Each code fix has its own test (the day-label and honest-summary fixes were written test-first, fail, then fix, then pass). The full app test suite passes (237 tests). The two "decision" items (#42 comments, #241 rule) changed no behavior.

All four merged into main. Pull requests 253, 254, 255, 256, closing issues 42, 241, 246, and 242.

Merged a batch of five safety-net fixes

A bunch of small things needed tidying up.

Done
the problem

A bunch of small things needed tidying up. A few server functions had no tests, so we couldn't be sure they saved data correctly. A past bug, where saving a workout set could silently lose its "intent" and "date", had been fixed but never had a test guarding it. Workout day-labels in one older code path weren't being cleaned up, so they could drift away from your history. And the set-logs table had a fake placeholder date ("1970-01-01") it would quietly fall back on if a real date was ever missing.

what I changed
  • Added a test that proves the "save your goal" server function writes to the database correctly, including not wiping out other saved state when you re-onboard. (#155)
  • Added tests that make sure a saved workout set always keeps its "intent" and "date". This locks in the earlier data-loss fix so it can't quietly come back. (#66)
  • Added a test that locks the exact shape of the goal message the app sends at onboarding, so the app and server can never drift out of agreement. (#154)
  • Cleaned up workout day-labels in the older program-building path so they match your real history, the same way a newer path already does. (#192 sibling)
  • Removed the fake "1970" fallback date on the set-logs table.
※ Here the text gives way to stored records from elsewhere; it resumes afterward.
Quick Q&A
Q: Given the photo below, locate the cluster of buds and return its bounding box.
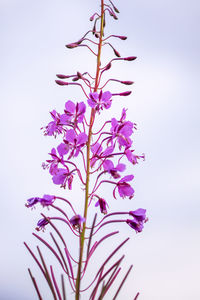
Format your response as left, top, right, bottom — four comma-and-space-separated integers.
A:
25, 0, 147, 300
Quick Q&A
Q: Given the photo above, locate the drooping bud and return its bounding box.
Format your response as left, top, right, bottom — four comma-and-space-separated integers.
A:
112, 91, 132, 96
120, 81, 134, 85
119, 91, 132, 96
56, 74, 71, 79
90, 14, 95, 22
55, 80, 69, 85
115, 35, 127, 41
65, 43, 78, 49
109, 0, 119, 14
124, 56, 137, 61
77, 72, 83, 79
112, 47, 121, 57
104, 63, 112, 71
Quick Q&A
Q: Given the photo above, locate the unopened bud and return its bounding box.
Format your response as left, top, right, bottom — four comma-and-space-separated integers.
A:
65, 43, 78, 49
77, 72, 82, 79
104, 63, 112, 71
120, 81, 134, 85
116, 35, 127, 41
55, 80, 68, 85
109, 0, 119, 14
90, 14, 95, 22
124, 56, 137, 61
56, 74, 70, 79
119, 91, 132, 96
113, 48, 121, 57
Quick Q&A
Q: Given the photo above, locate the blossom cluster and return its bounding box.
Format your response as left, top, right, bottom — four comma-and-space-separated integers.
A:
25, 0, 148, 300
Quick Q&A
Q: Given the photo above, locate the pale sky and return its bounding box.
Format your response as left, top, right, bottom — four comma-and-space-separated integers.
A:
0, 0, 200, 300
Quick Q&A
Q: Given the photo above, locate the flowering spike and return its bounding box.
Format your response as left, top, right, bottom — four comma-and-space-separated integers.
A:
55, 80, 69, 85
25, 0, 148, 300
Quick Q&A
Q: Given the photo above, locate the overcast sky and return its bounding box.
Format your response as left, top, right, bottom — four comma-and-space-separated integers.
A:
0, 0, 200, 300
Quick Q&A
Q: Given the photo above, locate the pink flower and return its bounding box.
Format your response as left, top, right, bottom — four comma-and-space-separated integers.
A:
117, 175, 134, 199
126, 208, 148, 232
95, 198, 108, 215
64, 129, 88, 159
52, 168, 73, 190
103, 159, 126, 179
69, 215, 85, 228
42, 110, 63, 136
88, 91, 112, 112
60, 100, 86, 125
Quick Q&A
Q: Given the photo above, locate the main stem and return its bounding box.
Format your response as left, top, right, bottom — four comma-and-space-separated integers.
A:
76, 0, 104, 300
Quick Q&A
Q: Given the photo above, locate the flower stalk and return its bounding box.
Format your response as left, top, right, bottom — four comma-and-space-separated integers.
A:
25, 0, 148, 300
76, 0, 104, 300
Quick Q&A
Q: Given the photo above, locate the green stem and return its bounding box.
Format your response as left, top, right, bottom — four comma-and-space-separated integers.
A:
75, 0, 104, 300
Now a missing date fails loudly instead of silently saving a wrong one. (#67)
how I tested it

All the tests pass locally (the local run is what we trust). Two of the five showed a red mark in the automated cloud checks, I looked at both and confirmed they were unrelated hiccups (a known flaky phone-build job, and a one-off Supabase tool-install failure), not real problems with the changes.

All five merged into main. Pull requests 244, 248, 251, 245, 247, closing issues 155, 66, 154, 243, and 67.

Stopped bad workout "pattern" labels from sneaking in

When the app sends a workout to the server, each set can carry a "pattern" label, like "horizontalpush" for a bench press.

Done
the problem

When the app sends a workout to the server, each set can carry a "pattern" label, like "horizontal_push" for a bench press. The server keeps a fixed list of valid pattern names. But the old code trusted whatever the app sent, even made-up words. Those junk words got dropped into the "what you trained today" list. That list helps the app decide when to quietly clear an old injury or form note, so a junk label could trip that safety check by accident.

what I changed

The server now only accepts a pattern if it's on the real list of valid names. If the app sends junk, the server ignores it and works out the correct pattern from the exercise name instead. So bad data can't sneak in, and it also can't hide the right answer.

how I tested it

I wrote three tests first. Two of them failed before the fix (which proved the bug was real), then passed after. All the important tests pass (91 out of 91).

Done and merged. Filed as issue 239, fixed in pull request 240, now merged into the main branch, issue 239 is closed. (This is also the day the diary started.)